Even though all games user researchers do user testing (which is the recommended term for this activity, since neither developers nor user researchers are clear about what "playtesting" means exactly) there can be a huge difference in how the activity of user testing is carried out from studio to studio and publisher to publisher. This is caused by differences in the method, tools, and techniques used.
In turn, which methods, tools, and techniques are used depends on the time and budget available, as well as the background of the researcher, and the goals of the current user testing.
One group of researchers may prefer observations, video recordings, and questionnaires, using a small group of users (eight to 10) to get data on the key gameplay and UI issues very fast. Others may prefer group sessions for party games or for the multiplayer aspects of a game. It all depends on what problem the user researcher is trying to solve, but it is all games user research.

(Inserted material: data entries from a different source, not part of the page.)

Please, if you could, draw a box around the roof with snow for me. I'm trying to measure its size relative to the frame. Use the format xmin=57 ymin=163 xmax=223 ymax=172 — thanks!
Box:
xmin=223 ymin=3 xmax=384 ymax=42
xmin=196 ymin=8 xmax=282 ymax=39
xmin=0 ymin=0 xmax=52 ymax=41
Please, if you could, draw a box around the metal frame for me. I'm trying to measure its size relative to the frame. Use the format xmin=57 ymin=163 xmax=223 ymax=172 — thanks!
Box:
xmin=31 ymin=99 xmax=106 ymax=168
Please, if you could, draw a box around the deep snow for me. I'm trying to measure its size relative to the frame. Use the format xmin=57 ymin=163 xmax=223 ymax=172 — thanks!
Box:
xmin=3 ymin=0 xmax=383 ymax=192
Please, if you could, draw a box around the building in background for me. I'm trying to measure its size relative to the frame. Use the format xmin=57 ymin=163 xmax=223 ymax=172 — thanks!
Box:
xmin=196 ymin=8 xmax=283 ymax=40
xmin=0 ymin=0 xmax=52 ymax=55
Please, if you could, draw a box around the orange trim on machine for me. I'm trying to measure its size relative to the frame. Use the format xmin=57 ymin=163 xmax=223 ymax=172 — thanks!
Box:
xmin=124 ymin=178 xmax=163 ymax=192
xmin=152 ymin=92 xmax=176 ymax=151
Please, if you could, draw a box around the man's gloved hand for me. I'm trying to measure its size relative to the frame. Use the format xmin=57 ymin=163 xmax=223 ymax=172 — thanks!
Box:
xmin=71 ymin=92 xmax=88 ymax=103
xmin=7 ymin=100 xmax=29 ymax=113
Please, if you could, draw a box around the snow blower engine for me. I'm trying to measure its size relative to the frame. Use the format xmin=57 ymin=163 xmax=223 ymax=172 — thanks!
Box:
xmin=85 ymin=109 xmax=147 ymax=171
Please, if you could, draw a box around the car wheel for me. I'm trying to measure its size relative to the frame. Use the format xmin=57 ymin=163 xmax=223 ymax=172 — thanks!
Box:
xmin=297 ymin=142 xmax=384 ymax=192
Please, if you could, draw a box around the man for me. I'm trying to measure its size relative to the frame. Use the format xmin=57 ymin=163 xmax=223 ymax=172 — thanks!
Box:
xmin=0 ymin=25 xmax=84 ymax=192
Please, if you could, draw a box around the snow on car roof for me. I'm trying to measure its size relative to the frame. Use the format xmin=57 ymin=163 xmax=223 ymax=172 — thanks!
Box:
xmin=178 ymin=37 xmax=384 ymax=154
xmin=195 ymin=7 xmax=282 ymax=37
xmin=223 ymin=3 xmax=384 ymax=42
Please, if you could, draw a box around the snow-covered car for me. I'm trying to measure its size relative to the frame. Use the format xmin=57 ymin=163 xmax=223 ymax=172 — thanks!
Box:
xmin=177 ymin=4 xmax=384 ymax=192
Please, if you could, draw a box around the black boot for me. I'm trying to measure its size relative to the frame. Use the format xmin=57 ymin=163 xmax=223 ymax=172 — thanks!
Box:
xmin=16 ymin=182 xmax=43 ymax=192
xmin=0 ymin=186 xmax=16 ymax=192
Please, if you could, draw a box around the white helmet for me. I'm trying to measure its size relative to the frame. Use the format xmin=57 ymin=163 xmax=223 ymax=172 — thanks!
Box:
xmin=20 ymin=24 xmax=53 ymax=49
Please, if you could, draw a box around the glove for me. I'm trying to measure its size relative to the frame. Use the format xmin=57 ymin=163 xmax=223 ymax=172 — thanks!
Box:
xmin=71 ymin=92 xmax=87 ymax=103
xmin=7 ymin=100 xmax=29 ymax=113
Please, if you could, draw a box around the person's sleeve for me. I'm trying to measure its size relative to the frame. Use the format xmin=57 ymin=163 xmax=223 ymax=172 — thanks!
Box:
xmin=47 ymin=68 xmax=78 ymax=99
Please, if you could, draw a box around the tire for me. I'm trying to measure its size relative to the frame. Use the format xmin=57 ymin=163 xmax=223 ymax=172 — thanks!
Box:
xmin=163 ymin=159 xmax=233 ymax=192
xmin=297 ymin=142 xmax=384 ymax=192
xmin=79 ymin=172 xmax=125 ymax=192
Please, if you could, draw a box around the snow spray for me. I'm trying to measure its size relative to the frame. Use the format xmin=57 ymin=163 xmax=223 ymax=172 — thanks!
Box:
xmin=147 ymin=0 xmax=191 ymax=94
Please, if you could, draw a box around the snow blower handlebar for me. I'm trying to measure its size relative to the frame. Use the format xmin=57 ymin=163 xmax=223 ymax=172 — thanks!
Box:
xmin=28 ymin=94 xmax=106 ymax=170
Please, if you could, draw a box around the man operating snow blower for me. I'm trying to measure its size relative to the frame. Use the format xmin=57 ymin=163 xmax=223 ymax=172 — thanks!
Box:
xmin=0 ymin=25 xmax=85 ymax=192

As a game developer you might think, "Ah, but I don't really care what you call it and how you do it. Just get me the results!" and that would be a great approach to take. The problems instead arise when developers ask, "Can we do some focus group testing on this part of our single-player game?" or "I've read some stuff about biometrics; can you do that for our open world RPG? By the way, the player can have up to 20 story and side-quests at any given time." Unfortunately such requests more often than not create opportunities for misunderstanding and wasted time rather than productive results.
The terms "focus group" or "focus tests" in particular seem to be often mentioned when user research is brought up, and it's not hard to understand why. They are terms with a long history and are methods of product evaluation that have been used in market research for decades. Therefore, since games are still products, why wouldn't you use such a focus group?
The problem with this is that in user research, a focus group is just one among a wealth of methods available, and not one that is often used, if ever, by a lot of games user research teams. To the outsider, the meaning of the term itself is as muddled as it can be.
Sure, it involves a group, but what is the focus? Is the focus on measuring qualitative attitudes towards the IP, on how much the users like the story or gameplay, if the game is experienced as fun or frustrating, or on something else? For all these aspects, there are other methods and tools that can offer better and more precise insights into the minds of users.